For reference, the GitLab issue:
<https://gitlab.com/gitlab-org/gitlab/-/issues/28152>

> So, like Lars, I think it would help if someone could post an
> evaluation of SourceHut vs what we'd like to see, using the GitLab
> issue as the baseline.

Using the headers in the GitLab issue:

E-MAIL WORKFLOW

This is a given.  SourceHut is all about this.

Something to emphasise is that because SourceHut is e-mail first, rather
than a web platform with e-mail access tacked on, you don't have to
worry about how web forges can do things like ignoring everything in the
message after the first quoted portion, for example.  You don't find
yourself going on the website after replying by e-mail just to check
your text made it through.

REDUCE E-MAIL NOISE

There isn't much granularity regarding notifications, AFAICT.

SUBMITTING PATCHES BY E-MAIL

There's a web interface to prepare patch sets designed to be familiar
to web forge users.

OFFLINE REVIEW

Yes.

REVIEWING PATCHES BY E-MAIL

Yes.

MERGE REQUEST CREATION

Yes.

CODE SHOULD BE ACCOMPANIED BY DOCUMENTATION

Could be done with CI, like GitLab.

FORMATTING CODE COMMITS

Could be done with CI, like GitLab.

DIFF MAILING LIST

No special features for this, I believe.  You'd need a bot.
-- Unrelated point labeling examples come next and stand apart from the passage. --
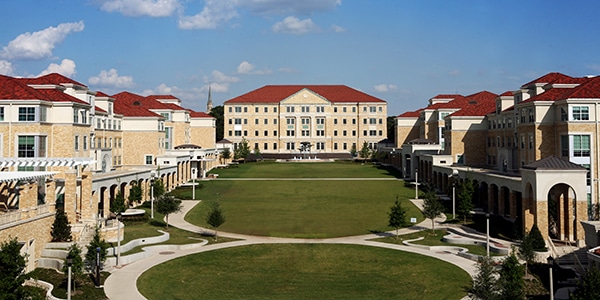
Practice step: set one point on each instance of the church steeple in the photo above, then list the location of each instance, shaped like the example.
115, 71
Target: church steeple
209, 103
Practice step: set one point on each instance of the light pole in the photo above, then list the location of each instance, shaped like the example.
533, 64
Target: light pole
119, 216
98, 249
487, 235
152, 195
550, 264
69, 264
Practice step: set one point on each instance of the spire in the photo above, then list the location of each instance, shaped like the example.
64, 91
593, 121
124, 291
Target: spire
209, 103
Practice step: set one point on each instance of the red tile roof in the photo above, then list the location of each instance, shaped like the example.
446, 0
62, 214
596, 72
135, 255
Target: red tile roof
53, 78
277, 93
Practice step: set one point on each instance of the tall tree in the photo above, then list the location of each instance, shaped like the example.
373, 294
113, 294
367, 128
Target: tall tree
12, 265
215, 217
218, 112
485, 281
432, 208
242, 150
587, 285
512, 285
465, 198
397, 216
167, 205
61, 229
76, 263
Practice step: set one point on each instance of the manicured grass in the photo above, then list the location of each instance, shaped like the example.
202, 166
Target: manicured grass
301, 208
269, 169
84, 286
304, 271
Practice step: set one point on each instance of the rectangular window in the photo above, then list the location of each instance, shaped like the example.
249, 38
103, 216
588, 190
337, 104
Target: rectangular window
581, 113
27, 114
581, 145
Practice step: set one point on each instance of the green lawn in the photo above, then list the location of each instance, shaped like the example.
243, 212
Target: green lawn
301, 208
304, 271
269, 169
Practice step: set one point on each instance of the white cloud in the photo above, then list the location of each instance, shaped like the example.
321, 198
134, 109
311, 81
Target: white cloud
283, 7
6, 68
39, 44
294, 25
214, 13
248, 69
336, 28
111, 79
66, 68
384, 88
135, 8
245, 68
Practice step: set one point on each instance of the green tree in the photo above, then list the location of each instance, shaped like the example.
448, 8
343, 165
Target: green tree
485, 281
96, 242
218, 113
61, 229
465, 199
225, 155
365, 151
135, 193
158, 188
432, 208
397, 216
76, 263
167, 205
118, 204
242, 150
215, 217
587, 285
512, 285
353, 150
12, 265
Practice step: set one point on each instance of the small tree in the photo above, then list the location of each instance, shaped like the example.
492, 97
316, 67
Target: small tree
485, 281
397, 216
465, 199
242, 150
96, 242
167, 205
118, 204
135, 194
61, 230
76, 263
511, 281
12, 265
215, 217
225, 155
432, 208
158, 188
587, 285
365, 151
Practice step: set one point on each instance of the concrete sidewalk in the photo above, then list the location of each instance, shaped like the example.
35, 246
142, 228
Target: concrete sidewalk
121, 284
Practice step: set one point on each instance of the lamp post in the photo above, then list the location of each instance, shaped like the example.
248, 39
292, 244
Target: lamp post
98, 249
119, 216
550, 264
487, 235
152, 195
69, 264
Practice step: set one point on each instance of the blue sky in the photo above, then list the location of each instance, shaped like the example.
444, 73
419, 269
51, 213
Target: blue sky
404, 52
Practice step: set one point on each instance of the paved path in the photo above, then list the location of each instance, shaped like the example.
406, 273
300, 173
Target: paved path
121, 284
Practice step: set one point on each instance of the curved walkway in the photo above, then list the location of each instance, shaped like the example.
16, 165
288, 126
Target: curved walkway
121, 284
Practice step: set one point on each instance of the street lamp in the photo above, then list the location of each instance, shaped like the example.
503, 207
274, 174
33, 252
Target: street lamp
98, 249
550, 264
119, 216
152, 194
69, 265
487, 235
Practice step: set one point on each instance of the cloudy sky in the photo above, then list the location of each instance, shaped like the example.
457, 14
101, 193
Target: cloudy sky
401, 51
TRACEABILITY OF MERGE REQUESTS

The mailing list web interface keeps track of the status of series and
tags them "proposed", "applied" etc. and this is searchable.

CONTINUOUS INTEGRATION

Yes.

CLOSELY INTEGRATED BUGTRACKER

Looks a bit manual atm, but a big step up from debbugs because there is
both e-mail control and clickable buttons.

SPELLING & GRAMMAR CHECKING

Could be done with CI.

COPYRIGHT ASSIGNMENTS

Could be done with CI.

LICENSING

Yes.

INTEGRATION WITH SAVANNAH

SourceHut can currently use PAM users, so a Savannah/LDAP integration
along the same lines ought to be doable.

EMACS FRONTEND FOR BUG TRACKER

Doesn't exist yet :)

BUG REPORTING

Filing bugs and starting mailing list threads are both just a matter of
sending e-mails, so report-emacs-bug could do it.